Saturday 2 June 2012

Zytiga Reduces Pain

Johnson & Johnson (JNJ)’s prostate cancer pill Zytiga, currently given after chemotherapy fails, significantly slows tumor growth, prevents pain and lengthens life when used earlier before chemotherapy, researchers said.
Men treated with Zytiga plus steroids who had not received chemotherapy gained at least 16 months before the cancer resumed spreading, twice the 8 month progression-free survival seen in those given steroids alone, according to research presented at the American Society of Clinical Oncology meeting in Chicago. The benefits were so strong that a safety monitoring board stopped the study in March and recommended all men take Zytiga.

“Taking Zytiga earlier can help patients maintain their quality of life free of pain, reduce the need for chemotherapy and live longer,” said lead researcher Charles Ryan, an oncologist at the University of California, San Francisco, in a telephone interview.
About 30,000 men in the U.S. die from advance prostate cancer each year, according to the American Cancer Society. Because patients generally live for about three years with the disease, there are roughly 100,000 men with prostate tumors looking for treatment, Ryan said. The malignancy is the second most common cause of cancer death in men.

Delaying Chemotherapy

Bruce Roth, a professor of medicine at Washington University in St.

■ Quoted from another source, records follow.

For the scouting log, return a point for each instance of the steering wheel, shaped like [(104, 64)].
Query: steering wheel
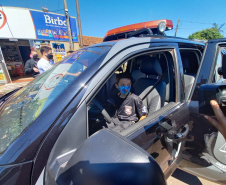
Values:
[(103, 111)]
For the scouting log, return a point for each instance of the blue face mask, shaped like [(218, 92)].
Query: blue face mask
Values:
[(124, 89)]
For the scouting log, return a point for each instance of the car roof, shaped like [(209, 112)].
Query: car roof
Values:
[(152, 39), (119, 45)]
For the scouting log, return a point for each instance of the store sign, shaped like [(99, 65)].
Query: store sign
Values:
[(50, 26), (3, 19), (29, 24)]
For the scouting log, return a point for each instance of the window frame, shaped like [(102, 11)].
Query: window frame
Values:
[(173, 52)]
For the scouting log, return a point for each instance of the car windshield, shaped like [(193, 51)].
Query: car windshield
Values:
[(29, 102)]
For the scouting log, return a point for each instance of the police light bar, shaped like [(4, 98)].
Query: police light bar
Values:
[(160, 25)]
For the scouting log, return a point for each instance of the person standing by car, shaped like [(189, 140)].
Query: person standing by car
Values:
[(45, 62), (31, 64)]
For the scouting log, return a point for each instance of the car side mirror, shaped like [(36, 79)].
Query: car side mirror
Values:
[(108, 158), (208, 92)]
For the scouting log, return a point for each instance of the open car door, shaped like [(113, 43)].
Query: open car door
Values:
[(205, 149), (107, 158)]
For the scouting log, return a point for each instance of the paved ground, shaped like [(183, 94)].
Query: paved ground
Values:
[(181, 177), (16, 83)]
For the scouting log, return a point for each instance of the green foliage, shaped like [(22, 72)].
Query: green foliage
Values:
[(207, 34)]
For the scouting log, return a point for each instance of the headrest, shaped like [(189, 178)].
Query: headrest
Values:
[(151, 66)]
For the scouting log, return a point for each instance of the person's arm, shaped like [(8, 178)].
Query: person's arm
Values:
[(220, 123)]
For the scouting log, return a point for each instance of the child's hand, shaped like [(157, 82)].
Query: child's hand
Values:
[(221, 123)]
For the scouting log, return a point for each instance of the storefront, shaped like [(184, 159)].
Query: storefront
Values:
[(23, 30)]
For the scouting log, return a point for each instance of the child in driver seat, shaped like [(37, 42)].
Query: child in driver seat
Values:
[(129, 107)]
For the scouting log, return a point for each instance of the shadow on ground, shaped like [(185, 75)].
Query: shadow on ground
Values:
[(186, 177)]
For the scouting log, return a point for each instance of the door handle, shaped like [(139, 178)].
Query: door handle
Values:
[(182, 134)]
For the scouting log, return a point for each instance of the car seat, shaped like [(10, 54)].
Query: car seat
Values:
[(151, 89)]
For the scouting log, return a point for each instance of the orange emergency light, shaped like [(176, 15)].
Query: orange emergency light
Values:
[(159, 25)]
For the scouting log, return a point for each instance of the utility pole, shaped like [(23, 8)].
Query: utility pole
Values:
[(71, 45), (221, 27), (79, 24), (177, 27)]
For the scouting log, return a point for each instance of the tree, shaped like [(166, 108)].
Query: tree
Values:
[(207, 34)]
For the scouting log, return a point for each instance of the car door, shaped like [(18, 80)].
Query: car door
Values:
[(161, 135), (204, 153)]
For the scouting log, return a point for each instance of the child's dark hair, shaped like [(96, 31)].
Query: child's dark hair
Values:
[(45, 48), (123, 75)]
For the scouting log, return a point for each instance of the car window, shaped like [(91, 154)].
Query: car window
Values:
[(105, 103), (216, 77), (29, 102)]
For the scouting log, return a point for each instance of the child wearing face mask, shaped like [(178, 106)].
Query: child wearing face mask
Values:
[(45, 62), (129, 107), (31, 64)]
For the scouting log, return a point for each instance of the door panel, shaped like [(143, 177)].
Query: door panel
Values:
[(158, 136), (108, 158), (204, 153)]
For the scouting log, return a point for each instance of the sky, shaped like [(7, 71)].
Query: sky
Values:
[(99, 16)]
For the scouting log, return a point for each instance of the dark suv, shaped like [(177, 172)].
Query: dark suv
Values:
[(53, 131)]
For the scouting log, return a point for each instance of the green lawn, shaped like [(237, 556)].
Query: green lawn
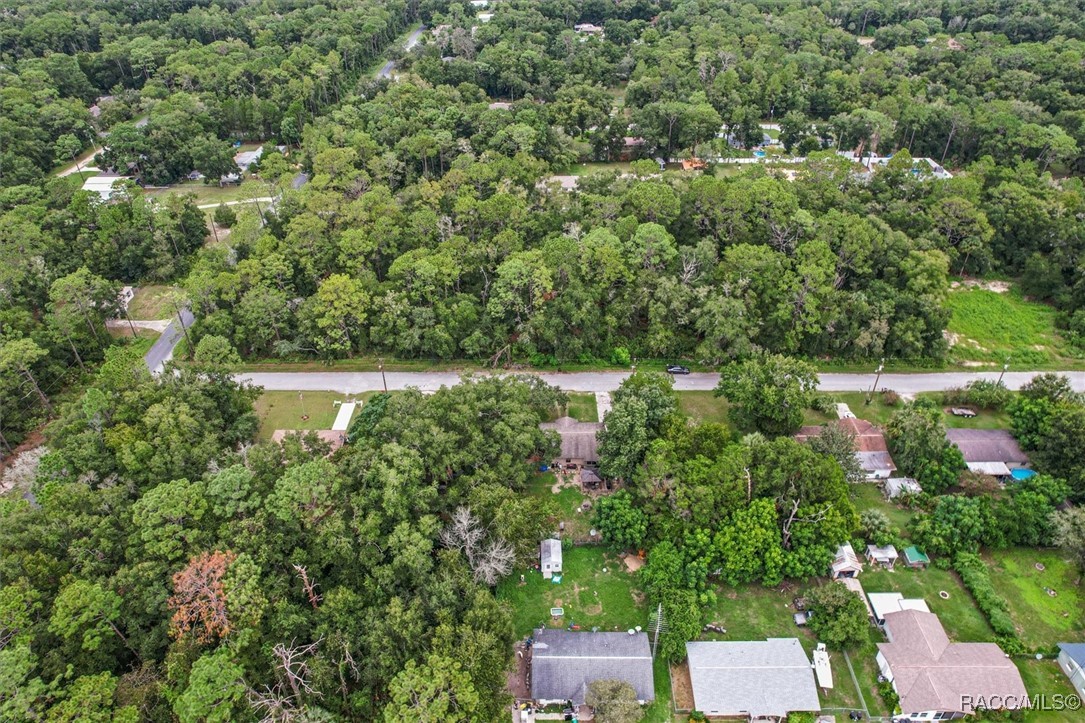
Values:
[(285, 409), (993, 327), (703, 406), (1044, 677), (151, 302), (589, 596), (213, 193), (877, 411), (582, 407), (752, 612), (585, 168), (868, 495), (962, 620), (1041, 620)]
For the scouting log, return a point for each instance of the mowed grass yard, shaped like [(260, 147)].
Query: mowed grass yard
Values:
[(703, 406), (285, 409), (582, 407), (596, 591), (993, 327), (1041, 620), (151, 303), (1044, 677)]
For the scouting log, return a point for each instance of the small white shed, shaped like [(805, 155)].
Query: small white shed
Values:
[(550, 557)]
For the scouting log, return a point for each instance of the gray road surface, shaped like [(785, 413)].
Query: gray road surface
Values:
[(355, 382), (163, 349)]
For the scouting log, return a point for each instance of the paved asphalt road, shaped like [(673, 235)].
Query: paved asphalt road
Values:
[(163, 349), (385, 71), (354, 382)]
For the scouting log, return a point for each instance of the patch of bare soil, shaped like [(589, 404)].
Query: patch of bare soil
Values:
[(681, 686)]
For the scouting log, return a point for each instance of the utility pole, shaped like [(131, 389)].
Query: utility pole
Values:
[(877, 380)]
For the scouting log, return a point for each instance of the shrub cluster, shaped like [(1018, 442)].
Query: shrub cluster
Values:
[(973, 573)]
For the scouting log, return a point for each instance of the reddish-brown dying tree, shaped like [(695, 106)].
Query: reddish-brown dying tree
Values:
[(199, 598)]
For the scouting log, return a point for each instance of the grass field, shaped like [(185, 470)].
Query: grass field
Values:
[(1044, 677), (284, 410), (213, 193), (993, 327), (869, 496), (151, 303), (1041, 620), (589, 596), (582, 407), (962, 620), (703, 406)]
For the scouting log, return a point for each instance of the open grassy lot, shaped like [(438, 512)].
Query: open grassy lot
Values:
[(1041, 620), (585, 168), (1044, 677), (962, 620), (753, 612), (589, 596), (569, 499), (285, 409), (213, 193), (703, 406), (877, 411), (868, 495), (151, 302), (988, 326), (582, 407)]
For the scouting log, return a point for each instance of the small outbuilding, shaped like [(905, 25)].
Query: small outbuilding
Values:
[(846, 563), (916, 558), (901, 485), (550, 558), (884, 556)]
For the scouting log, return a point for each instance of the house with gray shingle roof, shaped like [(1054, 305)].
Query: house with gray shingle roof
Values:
[(578, 442), (564, 663), (752, 679), (1072, 662)]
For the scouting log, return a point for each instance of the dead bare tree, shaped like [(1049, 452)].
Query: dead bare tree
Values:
[(308, 585), (294, 668), (489, 560)]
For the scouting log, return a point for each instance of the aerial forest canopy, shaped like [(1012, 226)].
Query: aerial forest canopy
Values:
[(171, 567)]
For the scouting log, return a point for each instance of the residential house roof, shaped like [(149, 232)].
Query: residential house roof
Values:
[(846, 559), (987, 445), (897, 485), (932, 673), (870, 447), (752, 677), (564, 663), (1075, 651), (550, 552), (882, 604), (577, 439)]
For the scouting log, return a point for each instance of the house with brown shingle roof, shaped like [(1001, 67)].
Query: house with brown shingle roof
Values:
[(870, 447), (936, 679)]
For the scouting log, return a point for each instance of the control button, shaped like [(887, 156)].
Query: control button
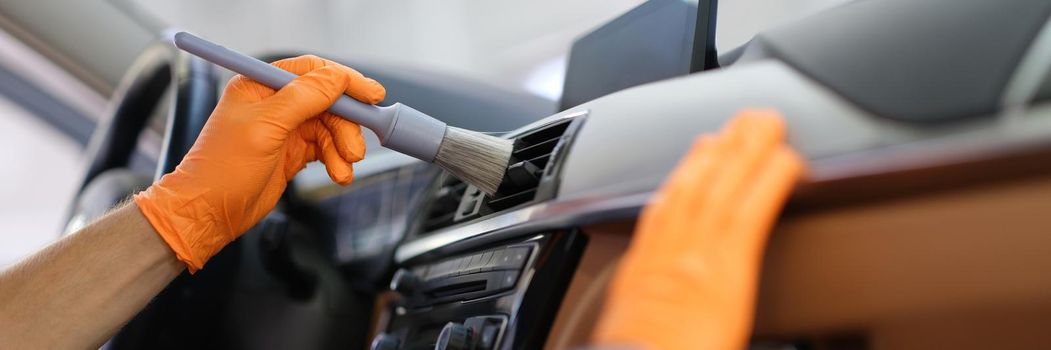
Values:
[(487, 340), (404, 282), (461, 266), (494, 261), (512, 259), (385, 342), (446, 268), (454, 336), (508, 280)]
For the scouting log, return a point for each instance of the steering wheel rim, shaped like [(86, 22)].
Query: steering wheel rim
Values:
[(194, 85), (159, 68)]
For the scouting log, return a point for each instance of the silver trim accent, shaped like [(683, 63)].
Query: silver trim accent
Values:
[(541, 214)]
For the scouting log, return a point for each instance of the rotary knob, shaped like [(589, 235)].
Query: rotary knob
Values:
[(385, 342), (404, 282), (455, 336)]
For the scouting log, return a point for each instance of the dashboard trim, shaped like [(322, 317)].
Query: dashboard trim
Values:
[(1016, 137)]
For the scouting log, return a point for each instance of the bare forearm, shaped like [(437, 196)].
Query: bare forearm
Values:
[(80, 290)]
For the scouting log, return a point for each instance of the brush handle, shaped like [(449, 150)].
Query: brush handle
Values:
[(398, 127)]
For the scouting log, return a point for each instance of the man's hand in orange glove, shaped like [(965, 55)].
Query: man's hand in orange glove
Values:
[(689, 278), (254, 142)]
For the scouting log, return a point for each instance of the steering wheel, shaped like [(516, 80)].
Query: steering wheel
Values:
[(271, 288)]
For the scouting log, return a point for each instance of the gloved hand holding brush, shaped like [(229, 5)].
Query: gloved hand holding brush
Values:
[(254, 142), (689, 278)]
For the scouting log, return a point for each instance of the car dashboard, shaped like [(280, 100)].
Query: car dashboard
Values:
[(527, 267)]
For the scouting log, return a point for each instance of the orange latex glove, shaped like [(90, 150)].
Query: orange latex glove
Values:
[(688, 280), (253, 143)]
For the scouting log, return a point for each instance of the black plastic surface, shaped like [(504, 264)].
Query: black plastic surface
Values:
[(915, 61), (529, 306), (652, 42)]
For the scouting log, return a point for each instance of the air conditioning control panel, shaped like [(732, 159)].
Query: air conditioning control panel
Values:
[(499, 295)]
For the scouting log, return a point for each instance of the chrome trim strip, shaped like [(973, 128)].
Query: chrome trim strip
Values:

Louis, said he has at least 100 patients who are putting off chemotherapy who could benefit from Zytiga. He said many patients delay chemotherapy as long as possible, even as their disease progresses, because of the side effects, which can include fatigue and neutropenia, a condition that increases the risk of infections.
“The pool of patients is very large,” Roth said. “There are patients who are waiting for something, but not willing to take on the toxicity of chemotherapy and decrease their quality of life.”
The findings could encourage doctors to start prescribing Zytiga even before it receives U.S. Food and Drug Administration clearance for use preceding chemotherapy, said Larry Biegelsen, an analyst at Wells Fargo Securities in New York, in a May 31 note to investors. His $525 million sales estimate for Zytiga in the U.S. this year may be too low, Biegelsen said. The drug is on track to generate $1.3 billion annually by 2015, he said.

Approval Plans

The company plans to request broader FDA approval in the second half of 2012, said Michael Meyers, Johnson & Johnson’s compound development team leader for Zytiga. It will also conduct another analysis of the study involving 1,088 men with spreading disease that hasn’t yet caused severe symptoms, after patients have been followed for a longer period, he said.
The study was stopped after an interim review of the findings. Because more deaths occurred in patients given only the steroid prednisone, the researchers were able to determine their median overall survival was 27 months, the longest ever seen in a study of patients with advanced prostate cancer. Survival exceeded that seen in earlier trials of Dendreon’s Provenge.
Men treated with Zytiga had a 25 percent reduction in their risk of death during the time the study was under way, Meyers said. Because it was halted early, the median overall survival for those given Zytiga hasn’t been reached. Additional follow up is needed to conclusively determine how much longer Zytiga patients live and whether the difference is meaningful.

Finding the Benefit

About half of the men in the group given only steroids and whose disease worsened subsequently got chemotherapy, and 10 percent of them were given Zytiga, Ryan said. The additional treatments may have helped them live longer and could make it difficult to distinguish the pre-chemotherapy survival benefit from the Johnson & Johnson drug, he said.
Most men with advanced prostate cancer say their goals are to keep pain at bay, function normally and delay the need for more toxic treatment, Ryan said. Zytiga helps with all three areas, he said.
“There is a highly significant delay in suffering from the disease,” he said. “We never reached a median time where all men had pain and needed opiates” to control it.